Problem-12
triangular matrices
Question
Find the number of true statements. Your answer should be between \(0\) and \(4\):
- The product of two upper triangular matrices is upper triangular.
- The product of two lower triangular matrices is lower triangular.
- If \(L\) is a lower triangular matrix then \(L^T\) is lower triangular.
- If \(U\) is an upper triangular matrix then \(U^T\) is lower triangular.
Solution
Three of these statements are correct.
The product of any two upper (lower) triangular matrices is upper (lower) triangular. Another way of stating this is that the set of upper (lower) triangular matrices is closed under the operation of matrix multiplication.
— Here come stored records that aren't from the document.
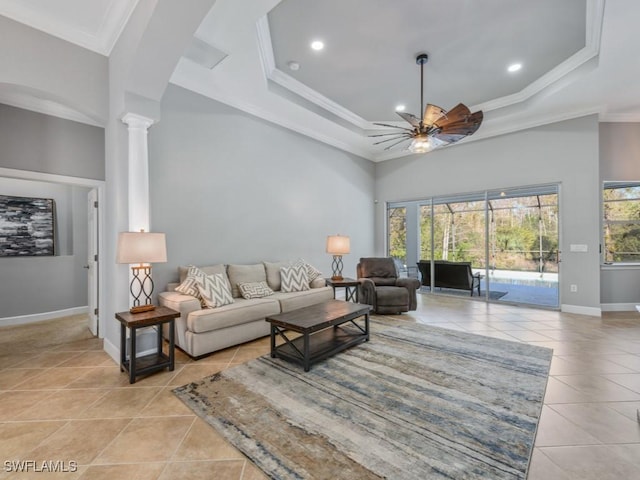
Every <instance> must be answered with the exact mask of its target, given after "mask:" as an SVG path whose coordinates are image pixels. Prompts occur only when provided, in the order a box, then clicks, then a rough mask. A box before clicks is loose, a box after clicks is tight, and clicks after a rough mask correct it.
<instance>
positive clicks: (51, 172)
mask: <svg viewBox="0 0 640 480" xmlns="http://www.w3.org/2000/svg"><path fill="white" fill-rule="evenodd" d="M0 167H4V168H12V169H15V170H28V171H33V172H42V173H51V174H56V175H65V176H70V177H80V178H90V179H94V180H104V129H103V128H100V127H93V126H90V125H84V124H82V123H78V122H73V121H70V120H63V119H61V118H56V117H53V116H50V115H43V114H41V113H36V112H30V111H28V110H23V109H21V108H15V107H10V106H8V105H3V104H0Z"/></svg>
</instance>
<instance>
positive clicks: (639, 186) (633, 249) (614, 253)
mask: <svg viewBox="0 0 640 480" xmlns="http://www.w3.org/2000/svg"><path fill="white" fill-rule="evenodd" d="M602 203H603V222H602V225H603V229H604V231H603V244H604V261H605V262H606V263H622V262H624V263H629V262H633V263H640V182H604V190H603V201H602Z"/></svg>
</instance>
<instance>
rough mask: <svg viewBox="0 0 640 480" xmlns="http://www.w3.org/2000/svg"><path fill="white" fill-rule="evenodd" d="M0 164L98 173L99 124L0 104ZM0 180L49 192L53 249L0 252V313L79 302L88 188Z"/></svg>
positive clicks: (3, 178) (12, 192) (99, 153)
mask: <svg viewBox="0 0 640 480" xmlns="http://www.w3.org/2000/svg"><path fill="white" fill-rule="evenodd" d="M0 167H4V168H10V169H14V170H26V171H33V172H41V173H47V174H55V175H63V176H70V177H78V178H88V179H98V180H101V179H104V129H102V128H99V127H93V126H88V125H83V124H80V123H77V122H73V121H70V120H63V119H60V118H55V117H52V116H49V115H43V114H40V113H35V112H30V111H27V110H23V109H20V108H14V107H10V106H7V105H2V104H0ZM0 182H1V183H0V193H2V194H5V195H18V196H34V197H43V198H54V199H55V200H56V205H57V212H56V215H57V219H56V222H57V232H56V233H57V235H58V237H57V239H56V241H57V242H58V245H57V246H56V256H54V257H41V258H0V319H1V318H7V317H15V316H24V315H33V314H39V313H48V312H54V311H58V310H64V309H68V308H74V307H79V306H85V305H86V304H87V273H86V270H85V269H84V268H82V266H83V265H85V264H86V263H87V244H88V240H87V238H88V237H87V235H88V234H87V218H88V214H87V193H88V191H89V190H88V189H87V188H84V187H71V186H68V185H57V184H52V183H45V182H30V181H26V180H19V179H6V178H0ZM34 292H36V293H34Z"/></svg>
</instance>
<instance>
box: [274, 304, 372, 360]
mask: <svg viewBox="0 0 640 480" xmlns="http://www.w3.org/2000/svg"><path fill="white" fill-rule="evenodd" d="M370 310H371V306H370V305H363V304H361V303H352V302H344V301H342V300H327V301H325V302H322V303H318V304H316V305H311V306H309V307H303V308H299V309H297V310H292V311H290V312H286V313H280V314H277V315H271V316H269V317H267V318H266V321H267V322H269V323H271V357H272V358H275V357H276V356H278V357H280V358H284V359H286V360H290V361H294V362H298V363H301V364H302V366H303V367H304V371H305V372H308V371H309V369H310V368H311V365H312V364H313V363H316V362H319V361H320V360H324V359H325V358H327V357H330V356H331V355H334V354H336V353H338V352H341V351H342V350H345V349H347V348H349V347H351V346H353V345H357V344H358V343H362V342H368V341H369V311H370ZM357 319H360V322H361V323H360V324H358V323H356V320H357ZM362 323H364V325H362ZM289 331H292V332H297V333H300V334H301V335H300V336H299V337H297V338H294V339H290V338H289V337H287V335H286V333H287V332H289ZM277 336H280V337H281V338H282V339H283V340H284V343H282V344H280V345H278V346H276V337H277Z"/></svg>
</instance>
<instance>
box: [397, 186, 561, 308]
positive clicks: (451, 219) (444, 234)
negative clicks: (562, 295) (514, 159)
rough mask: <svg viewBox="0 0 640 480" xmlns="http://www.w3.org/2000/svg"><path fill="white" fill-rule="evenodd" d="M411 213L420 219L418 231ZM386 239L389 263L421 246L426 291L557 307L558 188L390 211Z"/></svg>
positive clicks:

- If this is not immediately apparent, consider two upper triangular matrices \(A\) and \(B\). We can express \(AB\) as \(\begin{bmatrix}Ab_1 & \cdots & Ab_n\end{bmatrix}\), where \(b_i\) is the \(i^{th}\) column of \(B\). The \(i^{th}\) column of \(AB\) is a linear combination of the columns of \(A\) with multipliers coming from \(b_i\). Since \(B\) is upper triangular, all entries below the \(i^{th}\) coefficient in \(b_i\) are zero. This means that \(Ab_i\) will just be a linear combination of the first \(i\) columns of \(A\). Since \(A\) is also upper triangular, all the elements below the \(i^{th}\) row are zero for the first \(i\) columns implying that \(Ab_i\) will also retain this property. As \(i\) was chosen arbitrarily, this property holds good for \(AB\) as a whole. \(AB\) is therefore upper triangular.
An upper triangular matrix is the transpose of a lower triangular matrix and vice versa.